I am working on a C extension and have a test failure which i can’t fix. Maybe someone here can see the root cause.

Here is the failing test code:

def test_calculate_crc8():
    # test start_value and first_call
    first_call = True
    crc = e2e.crc.CRC8_INITIAL_VALUE
    data = b"\x33\x22\x55\xAA\xBB\xCC\xDD\xEE\xFF"
    for i, _val in enumerate(data):
        crc = e2e.crc.calculate_crc8(data[i:i+1], start_value=crc, first_call=first_call)
        first_call = False
    assert 0xCB == crc

e2e.crc.calculate_crc8 is implemented in C:

static PyObject *
py_calculate_crc8(PyObject *module,
                  PyObject *args,
                  PyObject *kwargs)
{
    Py_buffer data;
    uint8_t start_value = CRC8_INITIAL_VALUE;
    bool first_call = true;
    static char *kwlist[] = {
        "data",
        "start_value",
        "first_call",
        NULL};

    if (!PyArg_ParseTupleAndKeywords(args, kwargs, "y*|Ip:calculate_crc8",
                                     kwlist, &data, &start_value, &first_call))
    {
        return NULL;
    }

    uint8_t crc = Crc_CalculateCRC8(data.buf, data.len, start_value, first_call);
    PyBuffer_Release(&data);

    return (PyLong_FromUnsignedLong(crc));
}

So the function py_calculate_crc8 is called with a bytes object of length 1. This object is parsed via format y* into the Py_buffer “data”. The segfault occurs when data.buf[0] is accessed. But all tests pass on WIndows and macos.

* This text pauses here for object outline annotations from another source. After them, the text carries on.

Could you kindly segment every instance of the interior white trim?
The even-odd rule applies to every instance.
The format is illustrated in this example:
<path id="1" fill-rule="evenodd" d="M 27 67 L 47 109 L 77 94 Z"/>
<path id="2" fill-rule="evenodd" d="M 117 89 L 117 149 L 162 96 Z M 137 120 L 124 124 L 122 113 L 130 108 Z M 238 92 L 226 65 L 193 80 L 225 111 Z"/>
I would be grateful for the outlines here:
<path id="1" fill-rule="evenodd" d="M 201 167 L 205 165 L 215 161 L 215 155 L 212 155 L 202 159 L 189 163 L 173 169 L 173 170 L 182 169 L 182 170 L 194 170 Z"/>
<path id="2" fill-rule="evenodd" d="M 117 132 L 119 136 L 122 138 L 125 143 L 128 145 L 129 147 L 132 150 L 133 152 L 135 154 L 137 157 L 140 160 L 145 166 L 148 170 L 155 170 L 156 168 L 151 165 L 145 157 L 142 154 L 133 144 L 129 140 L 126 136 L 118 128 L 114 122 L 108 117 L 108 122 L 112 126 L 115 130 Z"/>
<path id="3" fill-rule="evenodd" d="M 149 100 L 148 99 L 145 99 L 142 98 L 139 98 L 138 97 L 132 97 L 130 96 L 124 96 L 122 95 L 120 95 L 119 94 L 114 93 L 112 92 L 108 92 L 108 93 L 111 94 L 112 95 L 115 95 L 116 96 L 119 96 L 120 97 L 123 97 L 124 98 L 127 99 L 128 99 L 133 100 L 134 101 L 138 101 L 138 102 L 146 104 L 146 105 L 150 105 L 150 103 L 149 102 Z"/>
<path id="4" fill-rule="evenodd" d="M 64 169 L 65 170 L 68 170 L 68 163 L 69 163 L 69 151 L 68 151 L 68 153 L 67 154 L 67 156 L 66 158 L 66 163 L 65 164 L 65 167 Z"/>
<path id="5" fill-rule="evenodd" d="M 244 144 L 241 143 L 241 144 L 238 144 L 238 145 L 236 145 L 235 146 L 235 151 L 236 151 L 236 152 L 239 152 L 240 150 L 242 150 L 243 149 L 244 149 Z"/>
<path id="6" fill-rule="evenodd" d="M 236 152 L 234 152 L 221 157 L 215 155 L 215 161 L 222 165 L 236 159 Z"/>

The full code is available here

start_value (parameter type “I”) should be unsigned int, not uint8_t (that’s too small).

first_call (parameter type “p”) should be int, not bool (I’m not sure of the size of bool, but it could be 1 byte, whereas Python expects an int, so probably too small).

Thank you for taking a look!

I actually tried “b” instead of “I” on the other git branch. I could try changing bool to something else tomorrow. I actually assumed, that PyArg_ParseTupleAndKeywords automatically casts to the correct size.

I also tried incrementing the ref count of “args” but that didn’t help either.

You pass in pointers to variables and use the format argument to tell it what types the arguments are, and, therefore, how big the pointed-to variables are. If you tell it that it’s “I” (unsigned int) but it’s actually uint8_t, don’t be surprised if it writes something beyond the end of the variable!

Another issue I’ve only just realised: I’m not sure about the PyBuffer_Release(&data);. A buffer is being passed in, right? But whose responsibility is it to release that buffer? You or the caller? I’d probably assume it was the caller’s responsibility.

1 Like

You were absolutely correct about the format arguments. That solved the problem. Here is the current version. Thank you for your advice.

Regarding the PyBuffer_Release, the docs say:

However, when a Py_buffer structure gets filled, the underlying buffer is locked so that the caller can subsequently use the buffer even inside a Py_BEGIN_ALLOW_THREADS block without the risk of mutable data being resized or destroyed. As a result, you have to call PyBuffer_Release() after you have finished processing the data (or in any early abort case).